The cyclists who were heat acclimated performed anywhere from 4 to 8 percent better than they had before they trained in the heat, while the control group did not improve at all. “That’s a huge difference when you’re talking about competitive performance,” said Santiago Lorenzo, the lead author of the study and now a postdoctoral research fellow at the Institute for Exercise and Environmental Medicine at Texas Health Presbyterian Hospital in Dallas. He also competed in the 2004 Olympics in Athens as a decathlete.

“We were surprised,” he continued, and not just that heat acclimation should have any positive effect on the riders’ performances, “but by the magnitude and consistency of that performance benefit. It was really quite dramatic.”

It’s common knowledge (backed by decades of sound scientific research) that to perform well and safely in hot weather you need to be acclimated to working out when it’s hot. “Humans’ ability to adapt to heat is one of the most robust adaptations that we have,” said Christopher Minson, head of the department of human physiology at the University of Oregon and senior author of the study. As a result of our getting used to the heat, the volume of plasma in the blood increases, sweating begins earlier and is much heavier, and the heart adapts, pumping blood to the skin’s surface faster, thereby releasing heat through convection cooling. All of these adaptations allow the body’s core temperature to remain within a physiologically safe range.

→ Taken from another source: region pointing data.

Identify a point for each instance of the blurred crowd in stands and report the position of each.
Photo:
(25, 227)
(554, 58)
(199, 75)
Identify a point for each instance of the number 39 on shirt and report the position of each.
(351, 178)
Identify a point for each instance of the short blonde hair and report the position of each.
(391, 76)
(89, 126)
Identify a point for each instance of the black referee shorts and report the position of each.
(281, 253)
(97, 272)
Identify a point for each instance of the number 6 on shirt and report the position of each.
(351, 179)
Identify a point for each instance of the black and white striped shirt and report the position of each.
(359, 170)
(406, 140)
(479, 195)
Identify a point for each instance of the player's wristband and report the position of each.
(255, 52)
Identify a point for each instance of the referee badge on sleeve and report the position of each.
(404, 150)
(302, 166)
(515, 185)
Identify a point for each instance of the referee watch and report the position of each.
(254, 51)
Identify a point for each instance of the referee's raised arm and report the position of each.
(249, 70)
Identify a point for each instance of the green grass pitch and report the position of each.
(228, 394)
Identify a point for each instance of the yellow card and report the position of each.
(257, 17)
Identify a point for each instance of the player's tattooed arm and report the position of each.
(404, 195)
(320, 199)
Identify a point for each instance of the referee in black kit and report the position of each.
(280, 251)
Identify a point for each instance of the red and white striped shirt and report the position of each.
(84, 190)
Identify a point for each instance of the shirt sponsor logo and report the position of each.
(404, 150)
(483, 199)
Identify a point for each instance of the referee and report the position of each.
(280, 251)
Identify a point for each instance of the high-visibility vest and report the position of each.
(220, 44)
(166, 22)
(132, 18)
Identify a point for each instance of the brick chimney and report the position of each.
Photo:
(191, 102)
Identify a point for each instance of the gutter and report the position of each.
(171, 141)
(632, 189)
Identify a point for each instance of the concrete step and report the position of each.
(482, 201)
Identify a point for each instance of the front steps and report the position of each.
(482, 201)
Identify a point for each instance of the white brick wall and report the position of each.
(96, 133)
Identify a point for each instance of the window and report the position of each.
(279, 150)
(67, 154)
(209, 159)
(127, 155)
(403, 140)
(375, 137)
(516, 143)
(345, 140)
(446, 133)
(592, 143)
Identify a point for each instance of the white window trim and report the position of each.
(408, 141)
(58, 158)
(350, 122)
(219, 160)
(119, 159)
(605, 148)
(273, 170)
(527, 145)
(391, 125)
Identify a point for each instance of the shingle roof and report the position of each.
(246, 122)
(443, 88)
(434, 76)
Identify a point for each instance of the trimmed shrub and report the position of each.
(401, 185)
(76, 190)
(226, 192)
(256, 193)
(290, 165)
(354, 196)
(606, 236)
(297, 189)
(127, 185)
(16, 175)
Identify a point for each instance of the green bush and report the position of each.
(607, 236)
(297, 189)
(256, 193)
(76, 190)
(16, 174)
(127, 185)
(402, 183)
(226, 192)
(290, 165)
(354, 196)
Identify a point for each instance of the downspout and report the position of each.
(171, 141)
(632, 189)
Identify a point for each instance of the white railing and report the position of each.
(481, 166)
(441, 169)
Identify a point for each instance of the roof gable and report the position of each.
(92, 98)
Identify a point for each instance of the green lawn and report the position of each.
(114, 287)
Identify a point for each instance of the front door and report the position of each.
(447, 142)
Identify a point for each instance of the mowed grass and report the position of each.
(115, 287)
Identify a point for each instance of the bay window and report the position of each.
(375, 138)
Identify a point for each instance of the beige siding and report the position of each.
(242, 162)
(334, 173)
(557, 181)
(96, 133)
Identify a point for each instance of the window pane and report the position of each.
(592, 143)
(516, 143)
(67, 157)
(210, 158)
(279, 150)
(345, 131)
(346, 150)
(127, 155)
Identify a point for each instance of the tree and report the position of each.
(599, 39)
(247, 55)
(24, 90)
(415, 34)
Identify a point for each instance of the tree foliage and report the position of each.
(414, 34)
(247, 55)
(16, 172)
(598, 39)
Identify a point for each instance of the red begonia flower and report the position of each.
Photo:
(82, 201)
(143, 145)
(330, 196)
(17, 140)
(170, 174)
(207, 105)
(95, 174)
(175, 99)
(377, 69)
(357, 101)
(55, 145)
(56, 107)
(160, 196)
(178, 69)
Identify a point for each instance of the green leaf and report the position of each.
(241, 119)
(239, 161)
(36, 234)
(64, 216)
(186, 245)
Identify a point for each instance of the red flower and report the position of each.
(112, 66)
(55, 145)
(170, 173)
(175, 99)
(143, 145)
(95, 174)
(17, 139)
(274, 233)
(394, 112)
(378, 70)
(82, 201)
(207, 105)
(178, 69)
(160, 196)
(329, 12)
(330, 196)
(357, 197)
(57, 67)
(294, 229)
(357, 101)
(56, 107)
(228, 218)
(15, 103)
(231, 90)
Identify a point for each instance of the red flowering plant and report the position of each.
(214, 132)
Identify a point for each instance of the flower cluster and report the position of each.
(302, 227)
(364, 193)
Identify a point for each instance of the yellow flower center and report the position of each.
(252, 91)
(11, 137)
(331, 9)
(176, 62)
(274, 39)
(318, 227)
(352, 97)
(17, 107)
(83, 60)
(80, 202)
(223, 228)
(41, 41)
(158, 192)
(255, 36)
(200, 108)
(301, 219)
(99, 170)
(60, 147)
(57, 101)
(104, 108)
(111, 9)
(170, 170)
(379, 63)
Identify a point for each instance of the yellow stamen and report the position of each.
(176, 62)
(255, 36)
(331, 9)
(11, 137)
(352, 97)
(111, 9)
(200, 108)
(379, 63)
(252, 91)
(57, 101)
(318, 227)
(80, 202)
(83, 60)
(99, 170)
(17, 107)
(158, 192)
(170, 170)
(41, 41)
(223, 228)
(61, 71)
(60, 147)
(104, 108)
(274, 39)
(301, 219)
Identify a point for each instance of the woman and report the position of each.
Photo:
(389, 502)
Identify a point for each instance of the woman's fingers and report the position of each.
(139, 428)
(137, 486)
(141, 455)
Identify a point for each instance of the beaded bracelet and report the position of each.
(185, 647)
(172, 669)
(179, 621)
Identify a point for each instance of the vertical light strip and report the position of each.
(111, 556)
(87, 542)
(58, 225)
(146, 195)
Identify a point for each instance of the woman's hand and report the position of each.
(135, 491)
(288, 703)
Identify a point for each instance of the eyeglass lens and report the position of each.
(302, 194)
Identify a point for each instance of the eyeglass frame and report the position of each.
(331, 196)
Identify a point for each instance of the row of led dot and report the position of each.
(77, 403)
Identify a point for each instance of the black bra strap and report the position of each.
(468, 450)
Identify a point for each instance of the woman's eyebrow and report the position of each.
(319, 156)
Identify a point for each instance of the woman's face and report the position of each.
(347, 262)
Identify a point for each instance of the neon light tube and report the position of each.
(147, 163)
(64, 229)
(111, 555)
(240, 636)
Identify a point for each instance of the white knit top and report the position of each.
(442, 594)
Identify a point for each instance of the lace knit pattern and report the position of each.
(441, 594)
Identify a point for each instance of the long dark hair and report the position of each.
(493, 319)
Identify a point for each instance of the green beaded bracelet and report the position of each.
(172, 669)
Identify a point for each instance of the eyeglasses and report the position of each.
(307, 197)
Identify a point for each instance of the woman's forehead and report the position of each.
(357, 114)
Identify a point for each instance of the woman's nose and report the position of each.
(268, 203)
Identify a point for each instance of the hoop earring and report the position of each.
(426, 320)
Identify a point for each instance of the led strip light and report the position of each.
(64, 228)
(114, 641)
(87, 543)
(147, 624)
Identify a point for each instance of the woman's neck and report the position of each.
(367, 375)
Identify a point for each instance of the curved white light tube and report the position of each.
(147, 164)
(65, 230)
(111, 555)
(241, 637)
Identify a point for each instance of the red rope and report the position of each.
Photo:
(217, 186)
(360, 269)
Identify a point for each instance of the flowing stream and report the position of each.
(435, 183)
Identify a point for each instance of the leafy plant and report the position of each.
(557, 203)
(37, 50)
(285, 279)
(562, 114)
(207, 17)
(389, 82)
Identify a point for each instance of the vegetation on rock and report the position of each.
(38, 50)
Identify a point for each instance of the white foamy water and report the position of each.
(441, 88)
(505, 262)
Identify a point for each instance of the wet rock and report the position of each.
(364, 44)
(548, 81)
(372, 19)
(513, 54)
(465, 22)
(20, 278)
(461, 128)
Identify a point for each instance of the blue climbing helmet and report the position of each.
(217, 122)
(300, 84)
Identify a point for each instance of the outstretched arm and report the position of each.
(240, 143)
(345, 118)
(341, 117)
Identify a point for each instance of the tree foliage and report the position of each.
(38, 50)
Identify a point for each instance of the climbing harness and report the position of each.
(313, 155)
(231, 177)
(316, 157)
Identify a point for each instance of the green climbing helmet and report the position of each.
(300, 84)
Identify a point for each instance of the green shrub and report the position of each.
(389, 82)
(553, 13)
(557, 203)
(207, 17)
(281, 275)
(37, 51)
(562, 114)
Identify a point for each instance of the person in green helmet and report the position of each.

But why would heat adaptations affect exercise performance in cool weather? “That’s a very good question,” Dr. Lorenzo said, for which the researchers don’t as yet have a definitive answer. “It’s likely that even in cool temperatures,” like those in the 55-degree lab,” Dr. Lorenzo said, “athletes become overheated during intense exercise and so heat adaptations have an impact.”

The adaptations, in and of themselves, also may improve performance, Dr. Minson said. “We saw significant cardiovascular adaptations,” he said, which might confer benefits to athletes, no matter what the temperature in which they’re training or racing.

But there are many caveats to the study that should be considered before you head to Death Valley or rush out to turn up the thermostat in your local gym. “We were dealing with highly trained athletes in a very tightly controlled environment” Dr. Lorenzo said. “This was not a real-world-type situation.” Whether the same benefits would accrue during a recreationally paced century bike ride in mid-November is not known.

Similarly, the researchers were examining heat acclimation in cool but not bone-chilling temperatures. “Working out in really cold, wintertime temperatures might be a completely different ballgame,” Dr. Lorenzo said, during which previous acclimation to the heat might have no impact or worse.

Finally, the researchers dealt only with cyclists. “My best guess would be that the findings would apply equally to competitive runners and other endurance athletes,” Dr. Minson said, “but we don’t know that for sure.” He noted that running and cycling are quite different physiologically — which hasn’t stopped some eager marathoners and other athletes from contacting him, asking whether they can improve their fall-season race times by donning plastic garbage bags or ready-made thermal suits “to make them really hot” during training runs. He tells them that he simply doesn’t know enough yet to respond to their questions but hopes to pursue more experiments in this area and have more complete answers eventually.

In the meantime, if you do decide to put these preliminary findings to work in your fall training, Dr. Lorenzo said, be sure to undertake the desired heat adaptations gradually, over multiple slow, easy sessions. Don’t rush or overdo the acclimation process. Overheating can be dangerous (which is why heat acclimation exists, of course). If you begin to feel ill during any of the acclimation sessions, slow down or stop. Consult your doctor. And if you are willing to take the aesthetic sensibilities of your neighbors into consideration, do not wear a trash bag.